This report analyzes storm data across the U.S. It is based on the storm data data set which contains observations of “event types” and the resulting bodily and/or property damage. The goal of the report is to present the storm events that correlate with the highest number of fatalities/injuries and corresponding property/crop damage
This report contains all code used and is completely reproducible starting from the download of the available bz2 file. Although the unzipped dataset was in csv format, some cleanup needed to be done. The EVTYPE column which contained the storm event type names contained misspellings resulting in some duplicate rows. This was remedied by transforming the names to lowercase and using grep to match on common words and then choosing a common term to represent it (e.g. “tornado”). Each financial field (property damage and crop damage) had a corresponding field with an “EXP” suffix. This field contained, for example, “K”, “M”, “B”, etc. to denote thousands, millions or billions, respectively. There were also a few nonsensical values (such as, “+”, “?”). The extension was replaced with a multiplier and used to multiply the amount field. The irrelevant fields were then discarded.
##
## Attaching package: 'dplyr'
## The following objects are masked from 'package:stats':
##
## filter, lag
## The following objects are masked from 'package:base':
##
## intersect, setdiff, setequal, union
wd <- "/Users/Maria/Documents/Coursera/Data Science Specialization/Reproducible Research"
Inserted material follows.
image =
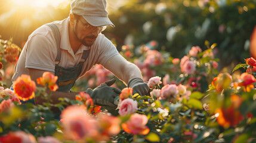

url <- "https://d396qusza40orc.cloudfront.net/repdata%2Fdata%2FStormData.csv.bz2"
dfile <- "stormdata.bz2"
setwd(wd)
download.file(url, dfile)
unzipped <- bzfile(dfile, "r")
sdata <- read.csv(unzipped)
The fatalities and injuries are reported on first. The top 20 are presented in the following tables/graphs. For completeness, I included the top storm events with regards to fatalities, injuries and combined. I used log(base 10) since tornado fatalities/injuries were so high so as to squash the remaining results.
#Get rid of the "EXP" columns and split the data into sub data frames, arrange, mutate, etc.
sdata <- select(sdata, -ends_with("EXP"))
prop <- select(sdata, -contains("IES"))
fatal <- select(sdata, -contains("ROP"))
fatal <- aggregate(. ~ EVTYPE, data = fatal, FUN = sum)
fatal <- arrange(fatal, desc(FATALITIES))
injuries <- arrange(fatal, desc(INJURIES))
fplusi <- mutate(fatal, FPLUSI = FATALITIES + INJURIES)
fplusi <- arrange(fplusi, desc(FPLUSI))
fatal <- head(fatal, n = 20)
injuries <- head(injuries, n = 20)
fplusi <- head(fplusi, n = 20)
fplusi2 <- filter(fplusi, EVTYPE != "tornado")
prop <- aggregate(. ~ EVTYPE, data = prop, FUN = sum)
prop <- arrange(prop, desc(PROPDMG))
crop <- arrange(prop, desc(CROPDMG))
cplusp <- mutate(prop, CPLUSP = PROPDMG + CROPDMG)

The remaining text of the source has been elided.